Friday, November 19, 2010

Radio in Mass Transit

In the Fall of 1949 Chicago was installing radio in it's buses. A short list of stations were even being considered for the right to be aired inside the buses: WMOR-AM, WBBM-AM, WFMF-AM, WBIK-FM, WJJD-FM, This was a big change. Car radios debuted in the 1930s, but these were mostly add-ons. Cars did not come with radios standard for a couple more decades.  Ford pushed it as an popular option starting in 1950 and it took off. In 1952 Blaupunkt became the first maker to offer FM receivers but AM remained king for another 30 years. Why were Transit companies and city governments so keen on installing FM radios in their transit vehicles?
The first company was Transit Radio Inc. based in Cincinnati. In July of 1948 they launched the service in Covington, Kentucky installing 100 sets in the cars of the Newport and Covington railway. A Month later St. Louis was announcing plans to install radios in their buses to get news, time and weather reports from WXOK-FM. In Washington D.C station WWDC-FM  worked out a similar deal. Eventually over 1,000 buses and rail cars were equipped. Other cities followed in the first year: Houston TX,  Wilkes-Barre PA, Worcester MA, Huntington WV. It was a captive audience that advertisement wanted a piece of. The public reaction was mixed to say the least. A survey by the Edward G. Doody Company determined that 80% of riders found radio made their ride more enjoyable, 6% found it less enjoyable and 14% were ambivalent. They complaints were initially dismissed as a vocal minority.
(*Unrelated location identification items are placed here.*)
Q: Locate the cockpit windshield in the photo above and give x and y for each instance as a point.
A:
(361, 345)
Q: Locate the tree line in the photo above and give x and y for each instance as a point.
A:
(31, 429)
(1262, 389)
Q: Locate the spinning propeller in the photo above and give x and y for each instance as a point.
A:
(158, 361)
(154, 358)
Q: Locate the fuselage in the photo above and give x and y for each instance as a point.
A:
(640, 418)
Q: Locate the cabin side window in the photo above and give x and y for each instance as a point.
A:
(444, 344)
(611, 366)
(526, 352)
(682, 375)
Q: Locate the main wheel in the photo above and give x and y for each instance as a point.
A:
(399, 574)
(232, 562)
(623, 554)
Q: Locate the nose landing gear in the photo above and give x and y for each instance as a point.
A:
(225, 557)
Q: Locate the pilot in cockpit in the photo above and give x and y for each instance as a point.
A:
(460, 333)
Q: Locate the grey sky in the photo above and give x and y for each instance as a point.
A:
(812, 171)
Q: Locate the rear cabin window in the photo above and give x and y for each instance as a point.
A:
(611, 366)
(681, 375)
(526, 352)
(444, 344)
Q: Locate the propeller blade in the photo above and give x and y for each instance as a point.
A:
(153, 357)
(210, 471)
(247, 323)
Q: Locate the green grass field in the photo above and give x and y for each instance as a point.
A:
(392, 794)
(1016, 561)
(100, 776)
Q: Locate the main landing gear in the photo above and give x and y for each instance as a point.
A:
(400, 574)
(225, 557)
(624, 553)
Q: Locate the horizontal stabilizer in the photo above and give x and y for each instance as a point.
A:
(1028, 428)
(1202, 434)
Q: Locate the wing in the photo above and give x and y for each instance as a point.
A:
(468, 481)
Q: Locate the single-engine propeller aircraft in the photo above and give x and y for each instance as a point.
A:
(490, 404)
When mass transit vehicles added radio to existing vehicles there was nearly no consideration for acoustics.  In the previous century acoustics had been acknowledged, but poorly understood. Even symphony halls were still designed in what's called a "shoebox configuration." The world's first scientifically designed symphony hall was only built in 1900, and it wasn't much different than those that preceded it. Imagine a 48-foot long aluminum and steel tube with an antenna, spark plugs, speakers and a radio. It's a metal box, it vibrates, sounds reflect and scatter. The saving grace of the bus was in that it is usually filled with humans. Compared to steel and aluminum we're pretty squishy. We provide a lot of acoustic absorption. In Chicago General electric and WGNB-FM tested their system and got specific complaints. One account in Billboard magazine described the reaction of the Chicagoan guinea pigs:
"One of the complaints of the public tested with sample uses of transit radio here has been irritation caused by lack of controlled volume. When vehicles were crowded, top volume was used.  But when there were fewer riders continued high volume was disturbing."
In the book Broadcasting the local news Lynn Boyd Hinds described committees forming opposed to radio in transit vehicles. Some people didn't like the idea of being bombarded by advertisements. In 1949, the first year of transit radio, complaints were being filed not just in Chicago, but with the transit authorities in Washington D.C. and others. Eventually it went to the courts. In 1952, after two appeals transit radio was declared constitutional. It was a show trial, with one justice even recusing himself. You can read the legal brief here.  Broadcasting Magazine summed up the verdict with a bit too much entitlement:  
"It sanctions the birth of a new advertising medium.  It affords opportunity to a substantial number of FM broadcasters to earn a return on their investments."
It may seem today to be an over-reaction. But try to compare it to the ire you give TV networks when the commercials are louder than the programs. The problem some thought, was really just one of volume. There was a valid argument for this. While loud speakers were already 70 years old, the electric amplifier was not. More here. Without a a modern amplifier, loud speakers aren't very loud in 1949 they were using tube amps, not solid state. Tubes themselves barely date to 1907 with DeForest. Radio was listed to at home in the parlor, car radios were a luxury.  So in every practical sense, these engineers had little prior work to base their implementation on.
General Electric, REI and Stromberg-Carlson came to the rescue with radios that automatically adjusted volume based on the number of riders. 21 Cities were using the devices so thsi was no small market.  Stromberg-Carlson probably got some Chicago contracts for virtue of being a local company. Alfred Stromgberg and Androv Carlson founded their first company in 1894, then a series of others. In 1910 they began making headsets, and other radio parts. They like others tried to tackle the problem in 1950, but as advertisers shied away in the face of the very public court cases... the service faded  away.